The plan is to launch a missile into one of the deep fissures created by the impact, then have the missile detonate and create a plasma jet penetrating to the Moon's Core. Then the anti-gravity device, connected to the missile by wire, will fire, magnetize the Moon's core and repel the brown dwarf back into space. This all has to be done at the "apex peak" of the Moon's orbit, because "apogee" is too technical, I guess. If the brown dwarf is expelled then, it will be captured by the Sun's gravity. See, there are signs out in space saying "now entering Sun's gravity." If the missile is launched too late, the brown dwarf will hit the earth.
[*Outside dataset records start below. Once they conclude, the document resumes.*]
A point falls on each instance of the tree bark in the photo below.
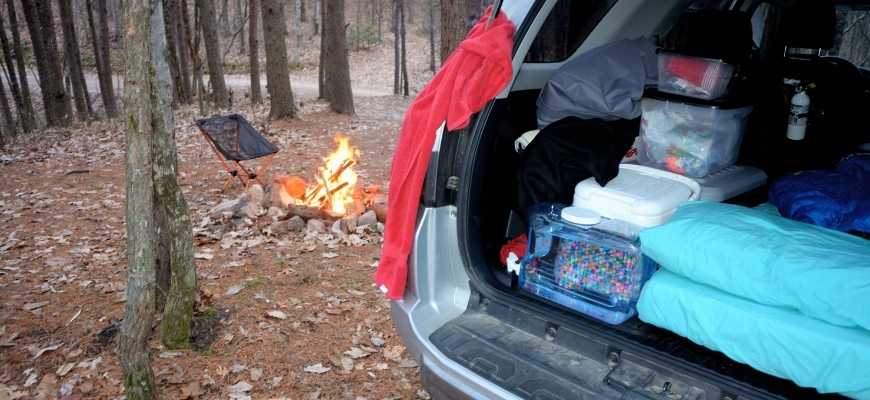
(179, 92)
(220, 96)
(337, 65)
(405, 88)
(431, 35)
(174, 227)
(453, 25)
(40, 24)
(254, 51)
(139, 309)
(103, 56)
(25, 114)
(74, 57)
(11, 73)
(277, 76)
(8, 120)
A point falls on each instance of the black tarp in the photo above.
(235, 138)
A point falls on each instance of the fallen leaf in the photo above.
(356, 352)
(276, 314)
(65, 369)
(316, 368)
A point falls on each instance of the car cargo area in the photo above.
(626, 357)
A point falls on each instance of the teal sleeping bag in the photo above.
(767, 259)
(775, 340)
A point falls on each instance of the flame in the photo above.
(333, 188)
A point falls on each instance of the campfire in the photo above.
(332, 191)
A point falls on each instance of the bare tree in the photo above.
(40, 24)
(141, 254)
(74, 60)
(277, 76)
(337, 67)
(254, 50)
(453, 25)
(102, 56)
(220, 96)
(25, 113)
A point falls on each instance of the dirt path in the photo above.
(63, 273)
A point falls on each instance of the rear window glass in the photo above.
(568, 24)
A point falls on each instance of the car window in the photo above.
(852, 40)
(568, 24)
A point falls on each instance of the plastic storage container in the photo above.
(701, 78)
(584, 262)
(690, 137)
(643, 196)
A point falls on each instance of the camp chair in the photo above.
(234, 140)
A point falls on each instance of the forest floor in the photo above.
(63, 272)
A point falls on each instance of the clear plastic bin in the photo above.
(594, 266)
(690, 137)
(702, 78)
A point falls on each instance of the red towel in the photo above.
(473, 74)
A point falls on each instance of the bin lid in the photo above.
(641, 195)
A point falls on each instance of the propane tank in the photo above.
(797, 116)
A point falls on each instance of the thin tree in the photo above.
(141, 253)
(11, 73)
(337, 67)
(254, 50)
(175, 230)
(179, 92)
(453, 25)
(208, 22)
(100, 38)
(25, 113)
(277, 76)
(40, 25)
(74, 60)
(431, 35)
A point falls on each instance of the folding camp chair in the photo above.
(234, 140)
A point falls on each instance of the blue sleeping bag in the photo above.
(767, 259)
(838, 199)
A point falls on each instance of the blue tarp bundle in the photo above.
(781, 295)
(838, 199)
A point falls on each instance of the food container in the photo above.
(697, 77)
(584, 262)
(688, 136)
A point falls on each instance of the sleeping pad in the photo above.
(767, 259)
(776, 340)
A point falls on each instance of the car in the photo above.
(474, 335)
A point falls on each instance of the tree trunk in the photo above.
(179, 94)
(11, 73)
(277, 75)
(74, 58)
(173, 217)
(254, 50)
(453, 25)
(431, 35)
(25, 114)
(40, 24)
(8, 120)
(397, 52)
(240, 25)
(337, 66)
(139, 309)
(220, 96)
(103, 56)
(405, 88)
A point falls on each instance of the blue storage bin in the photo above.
(584, 262)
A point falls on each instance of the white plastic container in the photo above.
(702, 78)
(690, 137)
(640, 195)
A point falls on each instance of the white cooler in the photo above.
(640, 195)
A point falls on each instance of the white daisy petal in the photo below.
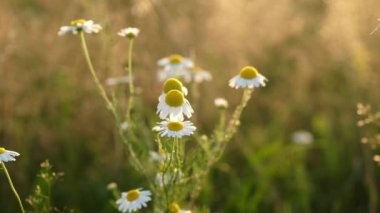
(173, 66)
(249, 77)
(7, 155)
(176, 128)
(87, 26)
(133, 200)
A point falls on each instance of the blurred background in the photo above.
(318, 55)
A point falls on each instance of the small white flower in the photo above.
(249, 77)
(158, 157)
(175, 208)
(221, 103)
(7, 155)
(197, 74)
(173, 104)
(173, 66)
(129, 32)
(169, 177)
(117, 80)
(87, 26)
(124, 125)
(176, 128)
(133, 200)
(302, 137)
(112, 186)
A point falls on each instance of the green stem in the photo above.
(131, 86)
(13, 188)
(93, 73)
(135, 161)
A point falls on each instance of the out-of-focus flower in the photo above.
(7, 155)
(133, 200)
(302, 137)
(112, 186)
(129, 32)
(248, 77)
(221, 103)
(88, 26)
(196, 74)
(173, 66)
(175, 208)
(169, 177)
(117, 80)
(124, 125)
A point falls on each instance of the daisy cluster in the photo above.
(173, 107)
(178, 66)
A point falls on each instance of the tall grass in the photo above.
(318, 55)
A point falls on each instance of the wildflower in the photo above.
(169, 177)
(248, 77)
(112, 186)
(197, 74)
(376, 158)
(129, 32)
(302, 137)
(173, 66)
(221, 103)
(117, 80)
(174, 104)
(176, 128)
(158, 157)
(175, 208)
(133, 200)
(80, 25)
(173, 83)
(7, 155)
(124, 125)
So Alex and Roland team up with Sergei the Russian pilot and Courtney, the American co-pilot, and they launch aboard a Soyuz rocket. Now the Soyuz is a technological wonder and dependable as can be, but it's not enough for a lunar mission, and there's no indication that the spacecraft will dock with an already orbiting lunar vessel. They arrive at the Moon about 20 minutes after launch. Now - this is explicitly mentioned in the movie - thanks to the extra mass, gravity on the Moon is twice as strong as on the Earth. Yet apparently no modifications were needed on the lunar lander, and the lunar hovercraft has a motor about as big as a Fourth of July bottle rocket. While Alex sets up the anti-gravity doohickey, Courtney and Roland scout the fissures for the best place to drop the missile. The lander is damaged and crashes in the fissure. Courtney is dangling from the edge of a cliff and, despite Roland's best efforts, she falls. Mission Control is treated to a video of her screaming all the way down. For some reason, the astronaut's helmets have lights inside, which would seem to make it impossible to see anything between glare, reflections, and ruined dark adaptation.
Roland is stranded and Martina tearfully watches from Mission Control. Because someone sacrificing his life to save the human race just doesn't have any emotional impact unless we see somebody crying.
Despite Alex's protests, Sergei launches the missile in the nick of time and takes off. Now it took a Soyuz rocket to get them off the Earth, but the tiny rocket of the lunar lander is enough to get them off the Moon even though the gravity is twice as strong. The missile detonates and the brown dwarf is launched into the sun, like a, well, make your own disgusting comparisons. Oddly enough, Newton's Third Law doesn't seem to apply here, since firing a mass 160 times that of the Moon at high speed in one direction doesn't seem to have the slightest effect on the Moon's orbit. But the explosion does split the Moon in two. The world is saved.
The movie closes with an epilogue about how all hostilities on Earth have ceased. Until we start arguing about whose deity intervened to save the planet. I give it a week.